The present narrative review offers a comprehensive analysis of ROS in cancer biology, distinguished by its integration of biochemical mechanisms, redox-sensitive signaling pathways, ROS detection and quantification tools, and the dual roles of ROS in both tumor promotion and suppression. It goes beyond classical models by incorporating multiple translational, biochemical, and therapeutic items, from ROS-modulating drugs in clinical trials and synthetic lethality strategies to ferroptosis as a redox-driven cell death pathway, effectively bridging fundamental redox biology with emerging therapeutic approaches.
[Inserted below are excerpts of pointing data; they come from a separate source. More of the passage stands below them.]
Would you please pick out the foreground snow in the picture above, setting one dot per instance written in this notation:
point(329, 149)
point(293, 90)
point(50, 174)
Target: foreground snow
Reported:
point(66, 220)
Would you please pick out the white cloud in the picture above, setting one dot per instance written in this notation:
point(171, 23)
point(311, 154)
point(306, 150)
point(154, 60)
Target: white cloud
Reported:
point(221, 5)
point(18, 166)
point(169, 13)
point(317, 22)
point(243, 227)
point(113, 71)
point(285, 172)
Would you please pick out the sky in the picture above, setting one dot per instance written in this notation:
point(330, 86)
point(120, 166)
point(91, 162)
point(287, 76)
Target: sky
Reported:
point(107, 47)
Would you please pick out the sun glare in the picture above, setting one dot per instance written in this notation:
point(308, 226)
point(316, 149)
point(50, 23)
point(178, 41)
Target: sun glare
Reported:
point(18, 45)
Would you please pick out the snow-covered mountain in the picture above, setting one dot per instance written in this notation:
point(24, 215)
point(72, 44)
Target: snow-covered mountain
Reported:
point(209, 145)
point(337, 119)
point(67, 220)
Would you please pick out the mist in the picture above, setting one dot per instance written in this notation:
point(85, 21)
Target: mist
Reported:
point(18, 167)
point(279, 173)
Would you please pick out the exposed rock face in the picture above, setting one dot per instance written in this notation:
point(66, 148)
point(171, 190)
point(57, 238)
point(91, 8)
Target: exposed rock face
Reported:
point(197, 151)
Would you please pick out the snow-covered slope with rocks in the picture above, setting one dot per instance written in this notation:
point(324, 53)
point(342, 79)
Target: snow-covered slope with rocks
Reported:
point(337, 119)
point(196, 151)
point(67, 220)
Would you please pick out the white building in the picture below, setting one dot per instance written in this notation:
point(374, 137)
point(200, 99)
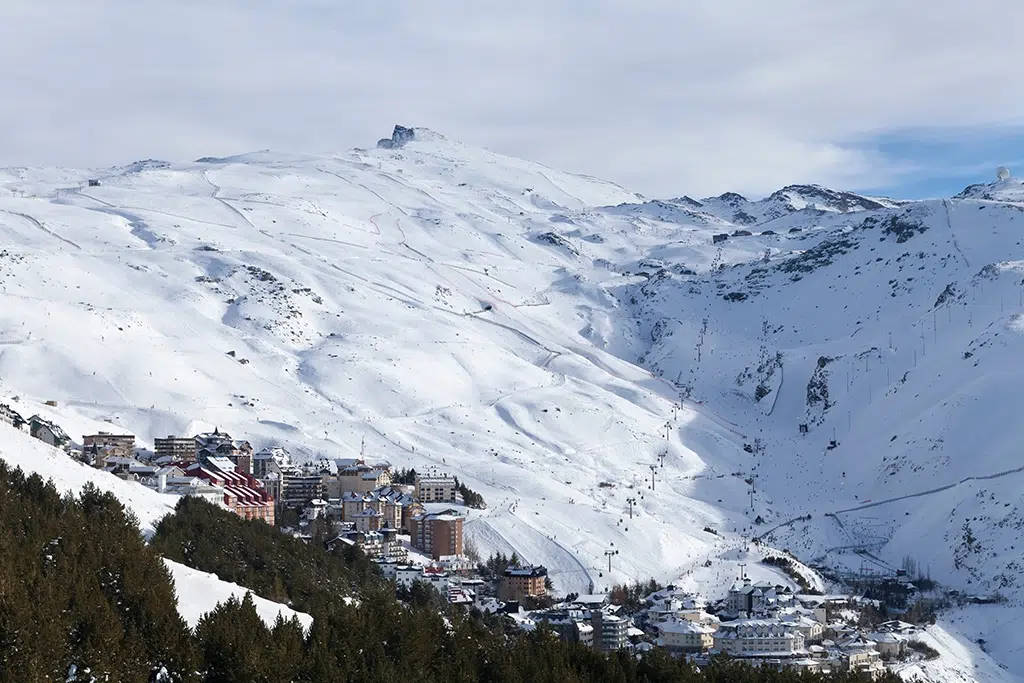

Despite these advances, several key gaps remain. The context-specific effects of ROS, dictated by their levels, localization, and duration, require further elucidation, especially in relation to immune evasion, metabolic reprogramming, and treatment resistance. Functional heterogeneity among ROS-generating enzymes across tumor microenvironments is also insufficiently understood. Future research should employ genetically encoded biosensors for real-time, in vivo ROS mapping to better exploit its double-edged properties in precision oncology, redox proteomics to identify therapeutic post-translational modifications, and high-throughput CRISPR screens to uncover redox-based vulnerabilities. Clarifying the redox thresholds that tip the balance from signaling to cytotoxicity may enable more precise therapeutic targeting.

Ultimately, integrating redox biology with immunotherapy, metabolic modulation, and precision oncology could reshape cancer treatment. A deeper understanding of ROS dynamics will be crucial for harnessing their antitumor potential while minimizing pro-tumorigenic consequences.